What did you learn about yourself?
One of the most exciting things I learned during my time in Tokyo was finally gaining a clearer idea of how to acquire a foreign language. During my initial 6 years of Japanese language study, I made little progress in comprehension and speaking ability. It was not until I went to Keio and began exploring the process of how humans acquire a second language more in depth that I realized what methods were ineffective and how I should properly approach Japanese acquisition going forward. This ultimately lead me improve my Japanese ability significantly while abroad and once home, insights that I hope to pass on to fellow tar heels as well.

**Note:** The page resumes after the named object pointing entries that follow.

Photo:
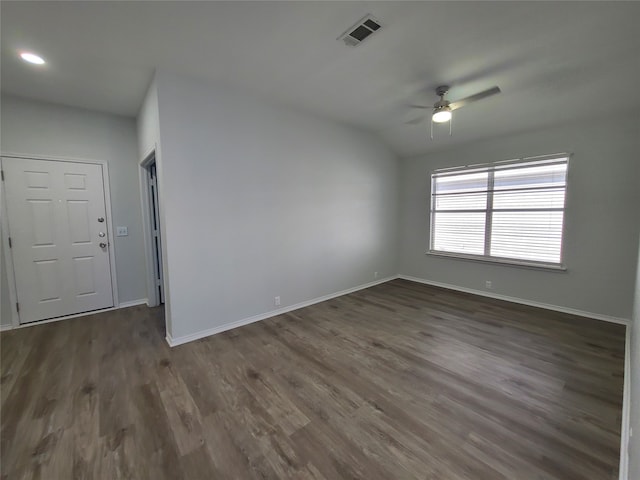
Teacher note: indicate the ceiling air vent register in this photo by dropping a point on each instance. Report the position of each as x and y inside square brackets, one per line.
[363, 29]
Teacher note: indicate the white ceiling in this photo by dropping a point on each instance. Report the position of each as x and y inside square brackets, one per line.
[554, 61]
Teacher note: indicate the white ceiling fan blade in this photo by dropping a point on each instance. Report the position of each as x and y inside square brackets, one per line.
[415, 121]
[474, 98]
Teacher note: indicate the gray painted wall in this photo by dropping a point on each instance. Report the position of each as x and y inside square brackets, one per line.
[37, 128]
[601, 222]
[634, 376]
[261, 201]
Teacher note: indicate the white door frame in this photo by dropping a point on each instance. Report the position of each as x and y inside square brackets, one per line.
[153, 299]
[15, 316]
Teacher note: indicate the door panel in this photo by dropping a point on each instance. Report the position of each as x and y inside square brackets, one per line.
[54, 210]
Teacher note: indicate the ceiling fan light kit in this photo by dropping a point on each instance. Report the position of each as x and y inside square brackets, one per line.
[442, 109]
[441, 115]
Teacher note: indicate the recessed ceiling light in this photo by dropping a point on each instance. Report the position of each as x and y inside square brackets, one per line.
[32, 58]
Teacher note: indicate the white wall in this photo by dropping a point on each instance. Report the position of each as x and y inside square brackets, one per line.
[634, 376]
[36, 128]
[601, 229]
[261, 201]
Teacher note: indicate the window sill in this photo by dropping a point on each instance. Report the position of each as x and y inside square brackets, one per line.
[500, 261]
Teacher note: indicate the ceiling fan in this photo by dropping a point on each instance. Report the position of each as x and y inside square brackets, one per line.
[442, 108]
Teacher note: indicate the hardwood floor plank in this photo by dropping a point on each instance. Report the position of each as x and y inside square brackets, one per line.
[401, 380]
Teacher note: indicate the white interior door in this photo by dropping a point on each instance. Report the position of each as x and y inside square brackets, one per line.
[59, 237]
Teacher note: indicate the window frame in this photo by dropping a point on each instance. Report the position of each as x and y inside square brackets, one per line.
[490, 168]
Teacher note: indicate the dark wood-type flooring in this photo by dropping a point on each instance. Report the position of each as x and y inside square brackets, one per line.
[399, 381]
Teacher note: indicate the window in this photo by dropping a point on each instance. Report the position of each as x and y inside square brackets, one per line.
[508, 212]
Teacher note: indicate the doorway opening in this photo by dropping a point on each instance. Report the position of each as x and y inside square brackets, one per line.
[155, 249]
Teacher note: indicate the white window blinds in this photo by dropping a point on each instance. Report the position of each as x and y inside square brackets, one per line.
[511, 211]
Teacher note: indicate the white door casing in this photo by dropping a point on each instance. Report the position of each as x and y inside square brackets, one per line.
[54, 210]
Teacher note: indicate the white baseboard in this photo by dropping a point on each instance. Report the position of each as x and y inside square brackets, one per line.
[174, 342]
[133, 303]
[522, 301]
[626, 410]
[140, 301]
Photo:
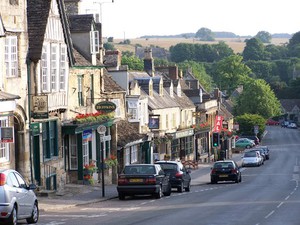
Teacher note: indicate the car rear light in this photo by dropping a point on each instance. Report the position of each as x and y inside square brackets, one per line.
[178, 175]
[2, 179]
[122, 180]
[3, 214]
[213, 171]
[151, 180]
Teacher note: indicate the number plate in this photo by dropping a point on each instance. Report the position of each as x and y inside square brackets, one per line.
[136, 180]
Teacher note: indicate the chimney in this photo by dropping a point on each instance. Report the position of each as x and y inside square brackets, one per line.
[149, 62]
[173, 72]
[201, 95]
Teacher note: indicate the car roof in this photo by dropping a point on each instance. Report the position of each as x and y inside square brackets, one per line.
[169, 162]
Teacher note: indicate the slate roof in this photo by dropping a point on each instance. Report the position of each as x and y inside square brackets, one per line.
[4, 96]
[109, 84]
[127, 133]
[289, 104]
[37, 18]
[81, 23]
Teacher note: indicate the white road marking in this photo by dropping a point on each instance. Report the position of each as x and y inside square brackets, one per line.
[281, 203]
[269, 214]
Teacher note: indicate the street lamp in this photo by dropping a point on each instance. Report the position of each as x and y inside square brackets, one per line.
[100, 9]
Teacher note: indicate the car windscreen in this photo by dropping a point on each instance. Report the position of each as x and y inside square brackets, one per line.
[250, 154]
[168, 166]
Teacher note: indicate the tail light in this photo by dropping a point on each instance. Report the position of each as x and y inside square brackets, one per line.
[151, 180]
[122, 180]
[234, 171]
[213, 171]
[178, 175]
[2, 179]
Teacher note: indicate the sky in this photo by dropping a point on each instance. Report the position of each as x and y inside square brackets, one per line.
[128, 19]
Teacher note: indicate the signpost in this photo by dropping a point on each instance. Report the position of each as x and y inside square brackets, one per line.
[101, 130]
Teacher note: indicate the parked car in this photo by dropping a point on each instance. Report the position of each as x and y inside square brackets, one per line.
[251, 158]
[265, 150]
[272, 122]
[17, 199]
[261, 152]
[292, 125]
[179, 176]
[143, 179]
[251, 137]
[285, 123]
[225, 170]
[244, 143]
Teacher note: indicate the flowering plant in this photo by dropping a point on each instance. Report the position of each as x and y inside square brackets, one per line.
[201, 126]
[111, 161]
[88, 171]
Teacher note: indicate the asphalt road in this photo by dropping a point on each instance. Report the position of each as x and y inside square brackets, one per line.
[267, 195]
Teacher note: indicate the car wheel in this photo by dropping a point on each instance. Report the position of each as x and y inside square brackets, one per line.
[121, 196]
[12, 220]
[168, 193]
[180, 189]
[34, 214]
[159, 194]
[213, 181]
[188, 188]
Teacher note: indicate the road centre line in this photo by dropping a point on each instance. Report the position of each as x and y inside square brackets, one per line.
[267, 216]
[280, 204]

What is one of your favorite memories from your program?
A group of Japanese and international friends and I made an impromptu decision to bullet hike to the summit of Mt. Fuji towards the end of my stay in Tokyo. After some fairly painless planning, we arrived at the 5th station around 8 pm and planned to summit the mountain at 4 the next morning to catch the sunrise with no plans to sleep in one of the various huts along the trail heading up the mountain. Anxious and excited we began our hike. I quickly realized I had no clue what I signed up. The trail zigzagged the mountain face for what seemed forever and by station 8 -we still had hours to hike at the pace we were going- I did not see myself ever getting to the top of this mountain. But we continued as a group with my new Kiwi friend who I met at station 5 encouraging me that with each step I was getting closer to the top. One step at a time. I focused on each step, and each step became a goal accomplished for me. Soon enough we made it to the summit to the most beautiful and emotional sunrise I had ever seen. I had never done anything like this before, but despite all the hard work and nearly frozen feet, I had felt incredibly proud to have successfully summited Mt. Fuji.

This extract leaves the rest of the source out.